Что болезнь Дариньки была как бы предуказана знамением во сне – «видением матушки Агнии», это никак в нем не умещалось, и он объяснял это «знамение» естественными причинами: в организме Дариньки случилось что-то еще до сна, и это что-то, при ее слишком нервной организации, неясными ощущениями уже грозящей боли и могло вызвать видение матушки Агнии, положившей ручку с грустью свою на «чрево», в котором что-то уже случилось. Он сказал докторам про сон, чтобы осветить им картину заболевания, дал объяснение «видению», и они согласились с ним. Узнав, как больная проводила время до своего падения с террасы, и принимая в соображение, что никаких видимых следов ушиба об лейку не обнаружено, они приходили к выводу, что падение могло бы обойтись и без последствий, особенно таких молниеносных, если бы не случилось чего-то раньше; а это что-то как раз и было: за два дня перед тем Даринька снимала в саду антоновку, прыгала, как ребенок, карабкаясь даже на деревья, – что очень важно! – и не раз тянулась – что чрезвычайно важно! – сбивая яблоки довольно тяжелой палкой, – что также чрезвычайно важно. Доктор Хандриков, уже немолодой, похожий на Достоевского, – его отец знавал отца Достоевского по Мариинской больнице, – при сем заметил, что полной истины мы не знаем, а если больная верующая, так это может только помочь в болезни, – вера горами двигает. С этим шутливо согласился и молодой акушер Снегирев и ободряюще сказал Дариньке, лежавшей при них с закрытыми глазами: «А вы, милая сновидица, помогайте нам, старайтесь какой-нибудь поприятнее сон увидеть… например, как ваша милейшая старушка поставила вас скоренько на ножки». На эту шутку Даринька не ответила и прикрыла лицо руками, – ей было стыдно. После утомительной работы акушер с удовольствием выпил водки и объявил, что при таком идеальном сложении и таком сильном сердце можно вполне надеяться, что все благополучно обойдется.
– Я старался себя уверить, – рассказывал Виктор Алексеевич, – что этот сон мог повлиять на Дариньку, ослабить ее борьбу с болезнью, и проклинал эту каркалу, матушку Агнию, с ее затрапезной кофтой и грустным взглядом. От этого ее взгляда Даринька и почувствовала себя как бы обреченной. Убеждал себя, а во мне нарастало что-то пугающее и мрачное. И чем разумней, казались мне, разбивал я родившуюся во мне тревогу, она укоренялась крепче.

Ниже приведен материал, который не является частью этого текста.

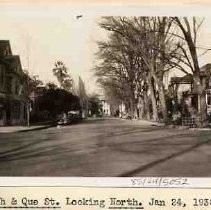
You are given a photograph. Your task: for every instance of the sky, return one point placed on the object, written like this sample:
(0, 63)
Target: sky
(44, 33)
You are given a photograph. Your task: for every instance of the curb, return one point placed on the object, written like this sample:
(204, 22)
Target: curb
(34, 129)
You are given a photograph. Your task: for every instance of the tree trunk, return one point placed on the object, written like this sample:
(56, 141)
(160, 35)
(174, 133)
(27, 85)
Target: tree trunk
(163, 104)
(153, 100)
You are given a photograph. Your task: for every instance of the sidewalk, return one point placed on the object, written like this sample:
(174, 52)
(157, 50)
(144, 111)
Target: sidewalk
(13, 129)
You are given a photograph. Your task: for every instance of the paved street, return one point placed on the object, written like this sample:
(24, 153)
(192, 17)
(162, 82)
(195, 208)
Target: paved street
(106, 147)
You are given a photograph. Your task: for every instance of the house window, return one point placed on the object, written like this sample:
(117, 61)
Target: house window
(9, 85)
(209, 100)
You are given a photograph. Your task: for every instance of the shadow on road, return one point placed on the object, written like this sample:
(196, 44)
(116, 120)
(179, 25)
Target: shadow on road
(159, 161)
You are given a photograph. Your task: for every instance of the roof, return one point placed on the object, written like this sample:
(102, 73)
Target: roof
(187, 79)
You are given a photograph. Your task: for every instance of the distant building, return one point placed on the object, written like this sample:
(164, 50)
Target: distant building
(13, 87)
(186, 90)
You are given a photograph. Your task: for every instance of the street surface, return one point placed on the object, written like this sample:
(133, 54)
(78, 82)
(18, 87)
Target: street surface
(106, 147)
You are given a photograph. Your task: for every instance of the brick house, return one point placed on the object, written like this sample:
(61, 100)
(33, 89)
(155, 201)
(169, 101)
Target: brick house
(13, 87)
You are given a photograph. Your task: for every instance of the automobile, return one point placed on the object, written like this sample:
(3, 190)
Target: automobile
(64, 120)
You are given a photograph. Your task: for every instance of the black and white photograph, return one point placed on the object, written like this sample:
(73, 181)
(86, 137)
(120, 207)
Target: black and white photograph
(105, 90)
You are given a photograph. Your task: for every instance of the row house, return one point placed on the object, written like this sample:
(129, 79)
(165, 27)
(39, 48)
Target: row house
(13, 87)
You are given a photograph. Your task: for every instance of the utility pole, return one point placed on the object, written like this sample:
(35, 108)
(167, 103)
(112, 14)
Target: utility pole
(28, 80)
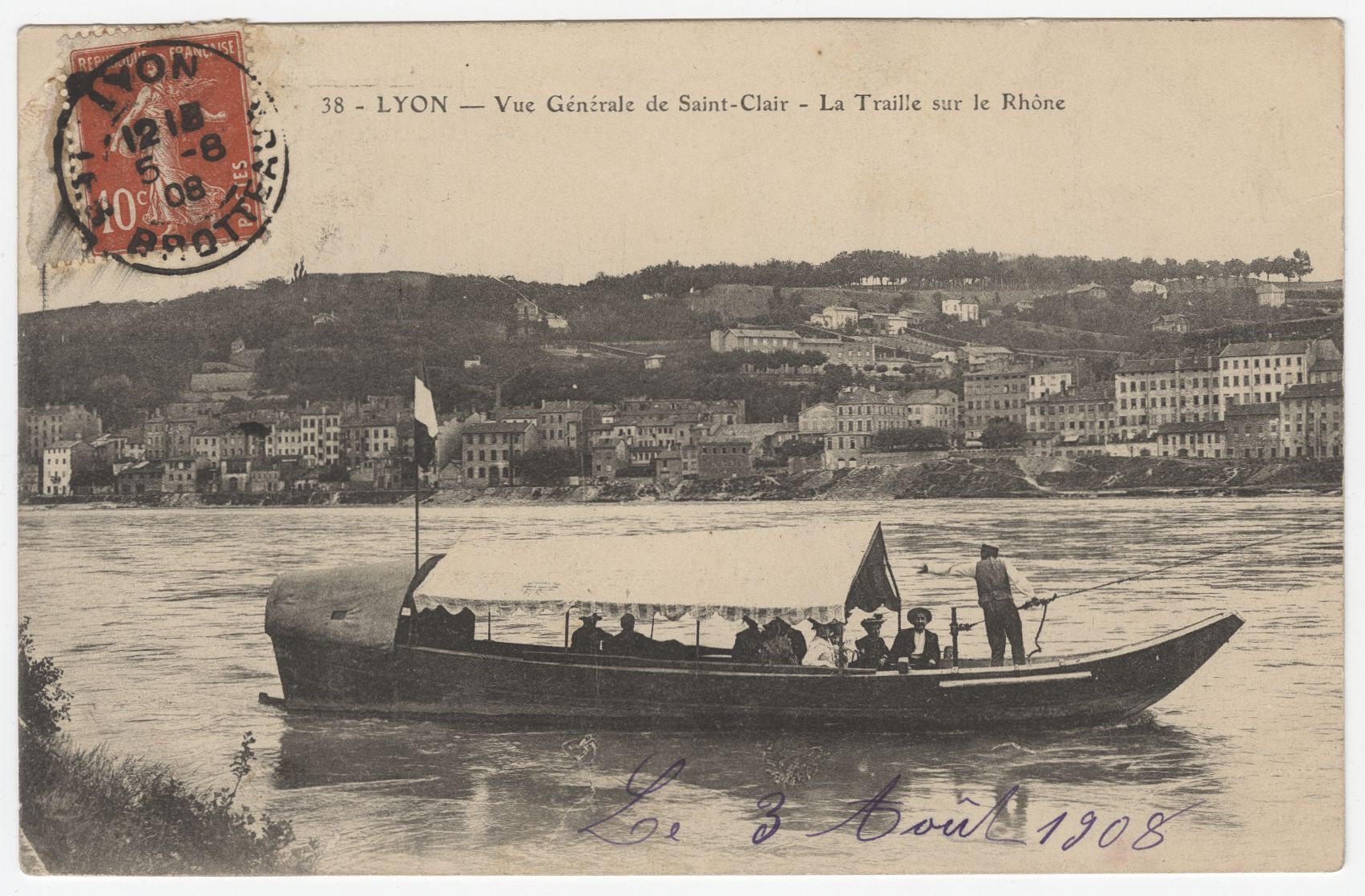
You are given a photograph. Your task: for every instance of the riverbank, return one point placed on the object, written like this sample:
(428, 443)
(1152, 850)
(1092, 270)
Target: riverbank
(87, 812)
(951, 477)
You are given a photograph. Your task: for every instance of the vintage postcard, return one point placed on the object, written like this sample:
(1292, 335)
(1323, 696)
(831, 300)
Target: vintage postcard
(737, 447)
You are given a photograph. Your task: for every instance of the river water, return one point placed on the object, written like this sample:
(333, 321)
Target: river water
(155, 616)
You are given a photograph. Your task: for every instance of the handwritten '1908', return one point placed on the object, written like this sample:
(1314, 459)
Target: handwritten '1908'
(879, 817)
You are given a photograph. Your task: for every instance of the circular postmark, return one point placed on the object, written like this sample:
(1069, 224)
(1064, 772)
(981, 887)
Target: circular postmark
(168, 155)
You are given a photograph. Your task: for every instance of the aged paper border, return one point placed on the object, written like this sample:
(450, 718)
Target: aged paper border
(85, 11)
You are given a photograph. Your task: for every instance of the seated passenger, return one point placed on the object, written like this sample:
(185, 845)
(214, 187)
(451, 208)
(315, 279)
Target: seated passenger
(778, 628)
(918, 642)
(588, 638)
(871, 649)
(628, 642)
(749, 644)
(822, 652)
(462, 628)
(436, 628)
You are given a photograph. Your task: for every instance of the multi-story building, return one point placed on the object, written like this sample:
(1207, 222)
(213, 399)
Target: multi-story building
(860, 413)
(854, 354)
(841, 451)
(170, 438)
(207, 444)
(1088, 291)
(755, 339)
(145, 477)
(321, 432)
(1260, 372)
(1192, 438)
(883, 324)
(565, 424)
(1252, 429)
(1072, 422)
(179, 474)
(285, 440)
(724, 459)
(994, 394)
(611, 455)
(712, 413)
(1312, 417)
(1326, 370)
(1050, 378)
(42, 426)
(836, 317)
(63, 463)
(491, 450)
(817, 418)
(369, 438)
(933, 407)
(1155, 391)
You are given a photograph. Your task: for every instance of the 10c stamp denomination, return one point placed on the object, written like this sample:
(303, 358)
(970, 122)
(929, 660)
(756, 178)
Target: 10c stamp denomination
(168, 153)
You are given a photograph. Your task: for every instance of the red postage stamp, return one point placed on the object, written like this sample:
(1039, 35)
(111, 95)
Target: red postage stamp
(167, 156)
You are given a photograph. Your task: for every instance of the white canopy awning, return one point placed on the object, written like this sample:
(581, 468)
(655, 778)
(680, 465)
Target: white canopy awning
(794, 572)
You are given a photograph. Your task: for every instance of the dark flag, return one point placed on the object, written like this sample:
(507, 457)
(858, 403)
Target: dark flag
(874, 585)
(423, 422)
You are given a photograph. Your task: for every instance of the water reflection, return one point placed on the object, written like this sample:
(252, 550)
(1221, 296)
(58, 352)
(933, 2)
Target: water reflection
(164, 652)
(547, 785)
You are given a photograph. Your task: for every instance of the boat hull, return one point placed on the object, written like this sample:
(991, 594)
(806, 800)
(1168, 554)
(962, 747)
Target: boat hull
(545, 688)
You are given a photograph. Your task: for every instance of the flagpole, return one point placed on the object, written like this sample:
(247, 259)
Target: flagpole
(417, 484)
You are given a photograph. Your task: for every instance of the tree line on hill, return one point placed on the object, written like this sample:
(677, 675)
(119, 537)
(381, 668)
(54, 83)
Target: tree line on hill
(947, 269)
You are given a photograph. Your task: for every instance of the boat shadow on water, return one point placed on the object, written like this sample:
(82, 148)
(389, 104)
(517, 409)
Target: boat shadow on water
(524, 773)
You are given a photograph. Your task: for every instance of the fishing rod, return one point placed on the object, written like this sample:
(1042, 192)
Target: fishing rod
(1046, 601)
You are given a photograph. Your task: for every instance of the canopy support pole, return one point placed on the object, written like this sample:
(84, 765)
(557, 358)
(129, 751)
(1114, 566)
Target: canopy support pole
(953, 628)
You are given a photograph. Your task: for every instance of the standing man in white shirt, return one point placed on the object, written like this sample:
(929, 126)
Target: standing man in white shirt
(997, 582)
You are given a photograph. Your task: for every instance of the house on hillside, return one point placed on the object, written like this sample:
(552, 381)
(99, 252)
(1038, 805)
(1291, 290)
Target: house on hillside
(755, 339)
(1088, 291)
(1149, 287)
(961, 309)
(1172, 324)
(1270, 295)
(836, 317)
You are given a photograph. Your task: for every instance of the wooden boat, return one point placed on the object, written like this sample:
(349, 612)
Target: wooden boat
(353, 641)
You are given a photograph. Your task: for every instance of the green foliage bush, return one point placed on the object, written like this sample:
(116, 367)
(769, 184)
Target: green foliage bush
(87, 812)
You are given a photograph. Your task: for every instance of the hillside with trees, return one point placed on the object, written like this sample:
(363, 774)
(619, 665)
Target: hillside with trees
(345, 337)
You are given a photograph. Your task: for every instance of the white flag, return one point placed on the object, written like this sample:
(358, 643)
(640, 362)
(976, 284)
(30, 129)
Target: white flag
(423, 410)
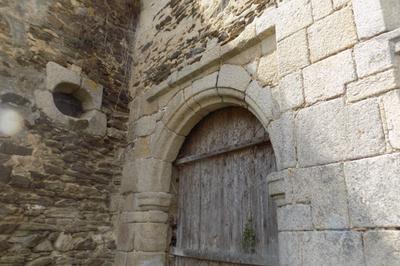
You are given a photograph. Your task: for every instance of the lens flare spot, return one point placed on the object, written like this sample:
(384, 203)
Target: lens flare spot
(11, 122)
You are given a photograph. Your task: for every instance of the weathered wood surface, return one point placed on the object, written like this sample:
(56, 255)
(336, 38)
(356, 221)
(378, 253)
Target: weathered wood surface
(219, 195)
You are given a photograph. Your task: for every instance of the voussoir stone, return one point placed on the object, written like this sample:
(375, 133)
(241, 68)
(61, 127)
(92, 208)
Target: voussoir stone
(331, 132)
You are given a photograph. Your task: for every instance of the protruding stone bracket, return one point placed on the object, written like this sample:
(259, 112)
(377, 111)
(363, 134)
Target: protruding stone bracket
(67, 90)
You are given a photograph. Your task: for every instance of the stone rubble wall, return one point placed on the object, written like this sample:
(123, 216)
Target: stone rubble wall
(323, 78)
(57, 184)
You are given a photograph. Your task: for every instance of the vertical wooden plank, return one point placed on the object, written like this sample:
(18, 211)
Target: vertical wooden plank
(220, 194)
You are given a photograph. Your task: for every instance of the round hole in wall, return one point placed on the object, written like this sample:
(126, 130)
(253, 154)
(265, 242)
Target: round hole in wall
(66, 100)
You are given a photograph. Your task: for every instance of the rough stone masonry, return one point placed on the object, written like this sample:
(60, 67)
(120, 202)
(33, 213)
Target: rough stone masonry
(322, 76)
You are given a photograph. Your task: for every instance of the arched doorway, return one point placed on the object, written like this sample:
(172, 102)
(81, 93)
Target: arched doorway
(223, 214)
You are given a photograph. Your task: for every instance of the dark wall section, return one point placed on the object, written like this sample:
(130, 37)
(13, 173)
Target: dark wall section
(57, 185)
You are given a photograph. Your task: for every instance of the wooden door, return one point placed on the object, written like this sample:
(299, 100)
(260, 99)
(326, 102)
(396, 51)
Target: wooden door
(223, 212)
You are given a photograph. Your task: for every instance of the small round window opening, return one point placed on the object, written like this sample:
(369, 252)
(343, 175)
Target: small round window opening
(69, 100)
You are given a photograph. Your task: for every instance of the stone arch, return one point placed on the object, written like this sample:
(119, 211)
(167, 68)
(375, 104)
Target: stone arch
(230, 86)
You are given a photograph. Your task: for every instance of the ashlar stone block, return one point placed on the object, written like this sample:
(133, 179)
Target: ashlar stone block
(391, 102)
(204, 83)
(321, 8)
(323, 186)
(331, 132)
(294, 217)
(290, 91)
(373, 56)
(332, 248)
(290, 248)
(144, 175)
(293, 53)
(332, 34)
(375, 16)
(327, 78)
(233, 76)
(260, 98)
(267, 72)
(146, 258)
(382, 247)
(145, 126)
(373, 193)
(373, 85)
(151, 237)
(293, 16)
(281, 133)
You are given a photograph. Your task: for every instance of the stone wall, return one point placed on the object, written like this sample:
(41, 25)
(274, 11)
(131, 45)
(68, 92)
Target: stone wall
(322, 77)
(57, 182)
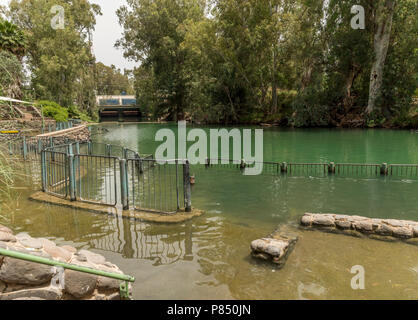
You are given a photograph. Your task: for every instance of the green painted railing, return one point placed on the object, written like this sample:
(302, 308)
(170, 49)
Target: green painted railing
(124, 286)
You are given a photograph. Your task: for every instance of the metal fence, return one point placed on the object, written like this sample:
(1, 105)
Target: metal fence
(76, 172)
(324, 169)
(158, 186)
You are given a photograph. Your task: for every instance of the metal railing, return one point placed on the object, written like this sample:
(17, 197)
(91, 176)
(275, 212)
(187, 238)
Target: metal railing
(124, 287)
(91, 173)
(323, 169)
(158, 186)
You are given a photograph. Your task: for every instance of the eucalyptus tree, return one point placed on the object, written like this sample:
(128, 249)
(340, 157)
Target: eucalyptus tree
(153, 36)
(60, 59)
(12, 39)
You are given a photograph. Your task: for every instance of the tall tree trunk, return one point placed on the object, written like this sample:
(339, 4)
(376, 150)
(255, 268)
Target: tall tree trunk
(347, 102)
(384, 17)
(274, 85)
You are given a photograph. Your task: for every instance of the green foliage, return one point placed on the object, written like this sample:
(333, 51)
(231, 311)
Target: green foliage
(60, 61)
(233, 64)
(310, 111)
(11, 74)
(53, 110)
(12, 39)
(75, 113)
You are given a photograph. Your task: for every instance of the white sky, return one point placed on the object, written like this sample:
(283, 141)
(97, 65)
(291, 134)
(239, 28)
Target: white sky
(107, 32)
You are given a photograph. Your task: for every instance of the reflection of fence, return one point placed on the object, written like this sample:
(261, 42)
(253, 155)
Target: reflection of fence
(139, 240)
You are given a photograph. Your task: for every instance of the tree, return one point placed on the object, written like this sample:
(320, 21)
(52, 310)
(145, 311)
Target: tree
(11, 75)
(12, 39)
(60, 60)
(152, 35)
(383, 27)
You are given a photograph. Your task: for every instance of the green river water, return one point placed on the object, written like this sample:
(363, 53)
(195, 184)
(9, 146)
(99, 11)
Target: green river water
(208, 257)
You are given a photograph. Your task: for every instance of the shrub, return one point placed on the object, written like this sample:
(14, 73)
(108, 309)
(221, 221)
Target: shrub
(75, 113)
(53, 110)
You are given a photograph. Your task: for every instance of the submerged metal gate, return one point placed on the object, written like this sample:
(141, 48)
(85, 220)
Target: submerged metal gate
(138, 183)
(162, 186)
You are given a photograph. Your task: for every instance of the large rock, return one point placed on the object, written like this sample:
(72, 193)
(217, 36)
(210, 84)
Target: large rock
(24, 272)
(89, 256)
(401, 229)
(31, 243)
(5, 229)
(274, 248)
(78, 284)
(59, 253)
(47, 293)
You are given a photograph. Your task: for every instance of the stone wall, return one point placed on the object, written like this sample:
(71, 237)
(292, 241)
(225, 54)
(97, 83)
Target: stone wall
(354, 225)
(23, 280)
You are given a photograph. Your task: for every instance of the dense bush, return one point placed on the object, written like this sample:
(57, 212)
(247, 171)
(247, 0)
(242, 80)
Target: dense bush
(53, 110)
(75, 113)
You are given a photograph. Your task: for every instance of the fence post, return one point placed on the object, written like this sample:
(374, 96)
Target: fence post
(331, 167)
(39, 145)
(71, 173)
(139, 163)
(187, 187)
(25, 149)
(384, 169)
(72, 176)
(43, 170)
(124, 184)
(283, 167)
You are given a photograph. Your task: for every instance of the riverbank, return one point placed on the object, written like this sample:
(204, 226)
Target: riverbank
(26, 280)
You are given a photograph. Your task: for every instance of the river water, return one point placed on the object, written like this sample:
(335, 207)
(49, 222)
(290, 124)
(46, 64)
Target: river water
(208, 257)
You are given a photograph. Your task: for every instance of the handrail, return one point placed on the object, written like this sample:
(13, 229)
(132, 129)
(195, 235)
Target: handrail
(124, 288)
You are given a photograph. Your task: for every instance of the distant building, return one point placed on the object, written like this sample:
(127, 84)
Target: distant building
(118, 108)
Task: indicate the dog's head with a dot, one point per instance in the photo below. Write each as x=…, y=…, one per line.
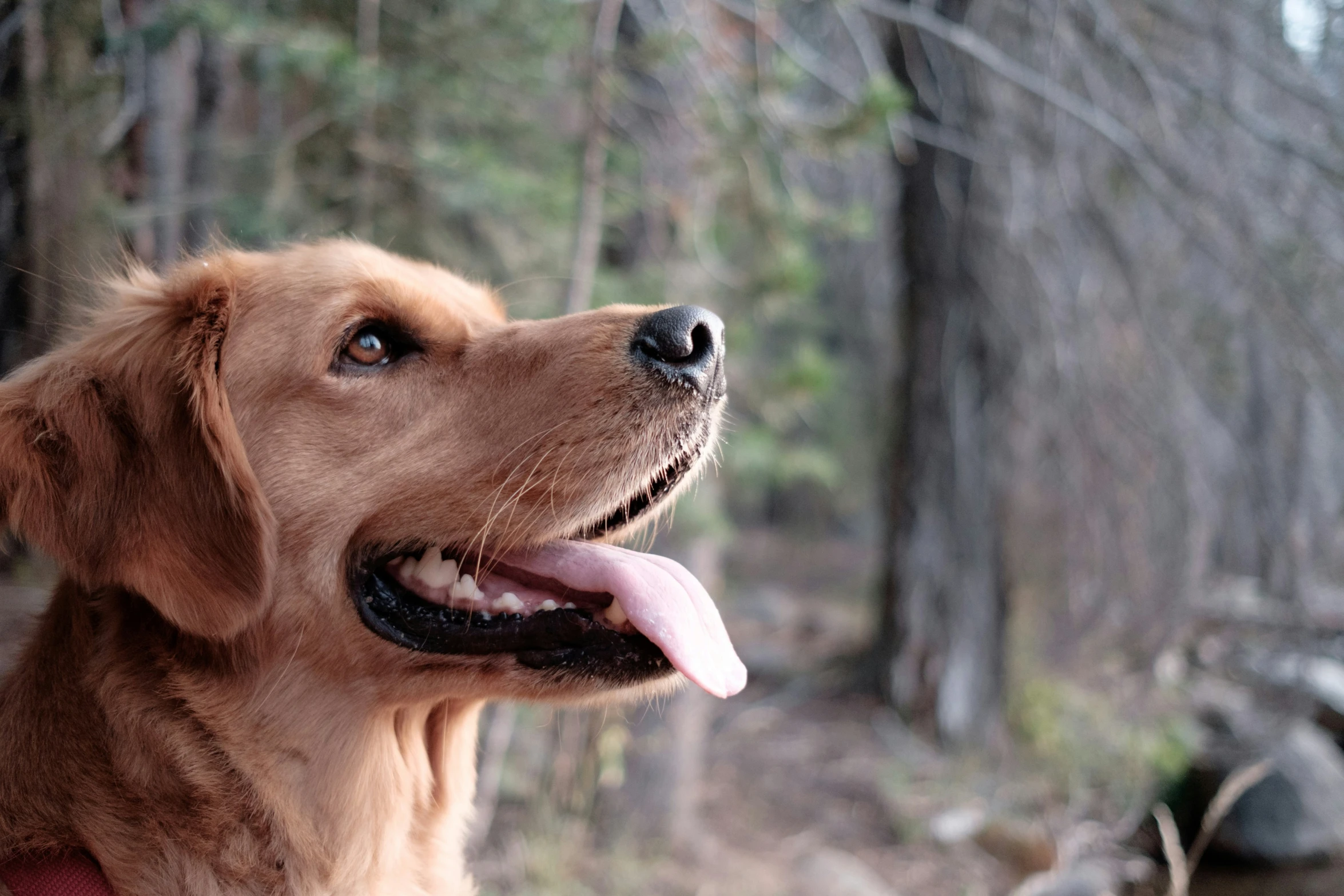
x=344, y=453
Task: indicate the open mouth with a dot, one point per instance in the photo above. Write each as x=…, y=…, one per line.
x=573, y=605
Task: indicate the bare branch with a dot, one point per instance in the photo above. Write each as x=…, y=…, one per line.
x=589, y=237
x=1010, y=69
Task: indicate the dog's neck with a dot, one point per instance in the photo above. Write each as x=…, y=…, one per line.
x=181, y=785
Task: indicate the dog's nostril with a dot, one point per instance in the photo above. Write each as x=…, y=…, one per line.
x=685, y=344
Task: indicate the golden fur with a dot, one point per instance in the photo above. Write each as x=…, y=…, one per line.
x=201, y=708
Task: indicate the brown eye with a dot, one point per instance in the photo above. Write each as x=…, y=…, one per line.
x=369, y=347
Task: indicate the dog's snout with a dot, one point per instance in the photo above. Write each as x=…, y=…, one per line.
x=686, y=345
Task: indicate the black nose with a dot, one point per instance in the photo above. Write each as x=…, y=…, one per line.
x=686, y=345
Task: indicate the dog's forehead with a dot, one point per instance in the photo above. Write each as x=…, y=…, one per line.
x=340, y=281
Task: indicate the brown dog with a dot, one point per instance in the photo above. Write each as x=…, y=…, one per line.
x=313, y=508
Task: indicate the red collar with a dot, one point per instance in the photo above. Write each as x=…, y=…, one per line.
x=63, y=875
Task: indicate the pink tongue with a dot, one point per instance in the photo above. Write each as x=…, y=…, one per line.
x=662, y=599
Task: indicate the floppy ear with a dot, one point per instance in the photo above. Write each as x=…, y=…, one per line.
x=120, y=459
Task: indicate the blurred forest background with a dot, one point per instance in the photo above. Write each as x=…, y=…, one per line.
x=1030, y=517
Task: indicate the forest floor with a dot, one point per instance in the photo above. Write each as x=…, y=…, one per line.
x=808, y=785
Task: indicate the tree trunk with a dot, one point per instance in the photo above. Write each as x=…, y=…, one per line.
x=205, y=141
x=588, y=240
x=941, y=652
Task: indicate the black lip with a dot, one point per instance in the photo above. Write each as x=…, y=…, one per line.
x=644, y=500
x=567, y=640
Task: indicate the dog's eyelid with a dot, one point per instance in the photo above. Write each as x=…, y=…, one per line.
x=393, y=340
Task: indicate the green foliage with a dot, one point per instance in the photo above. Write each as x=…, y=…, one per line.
x=1086, y=740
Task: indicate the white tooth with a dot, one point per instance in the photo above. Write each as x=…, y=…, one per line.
x=439, y=575
x=428, y=563
x=464, y=587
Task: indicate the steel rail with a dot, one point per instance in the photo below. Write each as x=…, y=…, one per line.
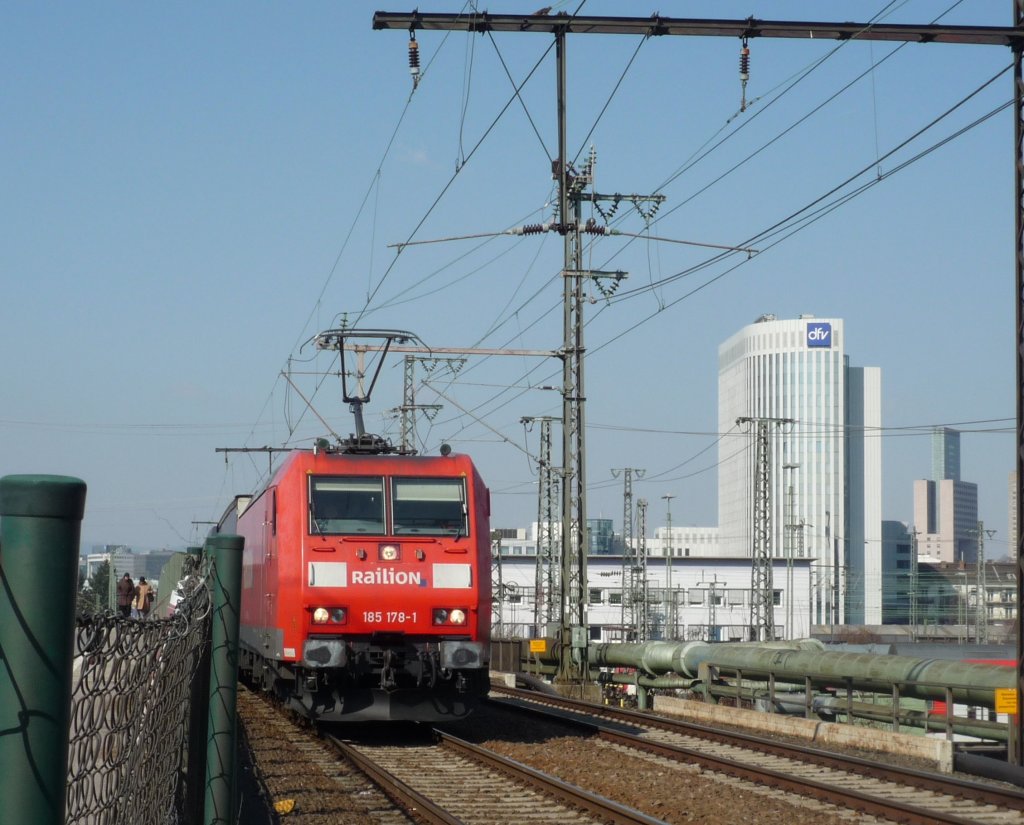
x=949, y=786
x=602, y=807
x=393, y=787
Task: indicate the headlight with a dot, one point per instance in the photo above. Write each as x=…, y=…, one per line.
x=443, y=615
x=330, y=615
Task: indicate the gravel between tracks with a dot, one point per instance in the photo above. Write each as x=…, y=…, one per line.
x=275, y=769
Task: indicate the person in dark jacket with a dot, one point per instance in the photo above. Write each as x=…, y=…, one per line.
x=143, y=599
x=126, y=592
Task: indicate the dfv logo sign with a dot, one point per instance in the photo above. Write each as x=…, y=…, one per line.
x=819, y=335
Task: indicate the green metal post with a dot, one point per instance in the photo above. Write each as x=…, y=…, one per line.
x=199, y=694
x=40, y=527
x=225, y=552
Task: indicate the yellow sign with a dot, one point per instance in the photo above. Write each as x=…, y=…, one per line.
x=1006, y=700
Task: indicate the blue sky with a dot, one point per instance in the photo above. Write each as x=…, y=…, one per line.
x=193, y=190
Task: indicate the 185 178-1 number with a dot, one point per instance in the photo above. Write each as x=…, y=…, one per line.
x=389, y=616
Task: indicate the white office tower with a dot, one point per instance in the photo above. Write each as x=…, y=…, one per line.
x=823, y=469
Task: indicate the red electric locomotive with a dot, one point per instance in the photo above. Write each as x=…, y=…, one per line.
x=366, y=589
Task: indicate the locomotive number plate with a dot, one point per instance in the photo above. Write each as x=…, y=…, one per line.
x=388, y=616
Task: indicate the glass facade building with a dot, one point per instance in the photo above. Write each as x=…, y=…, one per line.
x=824, y=482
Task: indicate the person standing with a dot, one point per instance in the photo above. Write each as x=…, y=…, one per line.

И эта тревога оправдалась. Две недели упорно держалась лихорадка, доктора ездили каждый день и становились день ото дня тревожней: температура показывала с упорным постоянством: 37 и 7 – утром, 38 и 2 – вечером. Даринька слабела, отказывалась принимать микстурки и пилюльки: «Тошно!» – перестала пить миндальное молоко и строго предписанное – «через четверть часа по глотку шампанского». И вдруг, вспомнив что-то, радостно попросила дать ей святой водицы. Виктор Алексеевич, чтобы доставить ей удовольствие, погнал дворника Карпа в ближнюю церковь: «Взять на целковый, что ли… святой водицы». Дворнику воды не дали, а пришла курносенькая говорливая старушка, сама просвирня, и благочестиво вручила самому барину запечатанную сургучом бутылочку со святой водой, «с крещенской самой… чи-истая, как слеза». С радости Виктор Алексеевич дал ей еще целковый, отмахнулся на какие-то ее советы – довериться, спрыснуть болящую с уголька и отслужить молебен Гурию, Самону и Авиву, насилу выпроводил, – старушка все порывалась что-то поговорить больной, и был несказанно счастлив, когда милая Даринька выпила с наслаждением почти чашку и глаза ее засветились счастьем.